The overexpression of BRCA1 in transfected cells is also known to induce apoptosis, as first described in mouse fibroblasts and breast cancer cells starved of serum [18]. The BRCA1-mediated induction of apoptosis has been linked to the DNA damage response and the H-Ras/c-Jun N-terminal kinase (JNK) pathway [8], [19], and the cellular form of BRCA1 was found to be transiently upregulated following DNA damage [20]. Several studies have focused on the ability of overexpressed BRCA1 to stimulate Gadd45/JNK signaling, which appears to be mediated specifically by the C-terminus, in that overexpression of a C-terminal BRCA1 fragment (aa 1151–1863) alone also induced apoptosis and Gadd45 expression [21]. Hsu et al. [22] showed that overexpression of a central BRCA1 sequence (aa 504–803) is also apoptotic, presumably because it disrupts normal BRCA1 association and function at centrosomes. It is therefore quite likely that overexpressed BRCA1 can disrupt or activate different signaling pathways simply because BRCA1 binds to many proteins with different functions. One neglected area of study in this regard is the possible role of the N-terminus in BRCA1 apoptotic function. The N-terminus of BRCA1 contains transport signals that control its nuclear or cytoplasmic distribution [4], [7], and a previous study by Wilson et al. [23] suggested that the cytoplasmic localization of BRCA1 correlated with cytotoxicity and aberrant nuclear morphology. We therefore wondered if proteins that regulate BRCA1 localization might also regulate its apoptotic function.

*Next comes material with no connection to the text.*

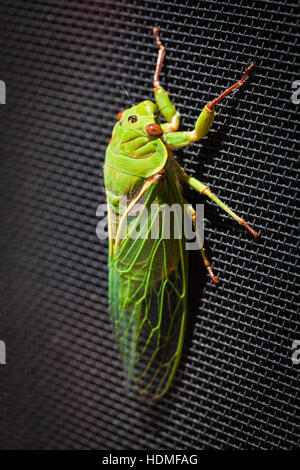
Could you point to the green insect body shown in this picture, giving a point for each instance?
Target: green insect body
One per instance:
(148, 276)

Of the many known BRCA1 binding partners, BARD1 is most often found associated with BRCA1 in vivo [24]. BARD1 co-localizes with BRCA1 in nuclear foci during S-phase [25], as well as in DNA damage-induced nuclear foci thought to be associated with DNA repair or replication [7], [26]. The expression of BRCA1 and BARD1 is coordinately regulated in different cells and tissues [27], and the two proteins co-fractionate in various DNA repair-associated nuclear complexes [28], suggesting the possibility that their association might be linked to cell survival. This notion was partly validated by our laboratory recently when we showed that the BRCA1-independent pro-apoptotic function of BARD1 [17] was suppressed by co-expression of BRCA1 [16]. In this study, we now formally demonstrate the converse situation; that is, a key role for BARD1 in the inhibition of BRCA1-mediated apoptosis. This regulation required the N-terminal dimerization domains of the two proteins and was not mediated by other N-terminal BRCA1-binding partners. In addition, our data extend the previous findings of Wilson et al. [23] and confirm a correlation between increased cytoplasmic localization of ectopic or endogenous BRCA1 and apoptotic function as defined by quantitative flow cytometric analyses and nuclear chromatin changes. This may provide an explanation for the predominant nuclear localization of BRCA1 in many cell types. We show that BARD1-mediated nuclear retention of BRCA1 reduced BRCA1 apoptotic function.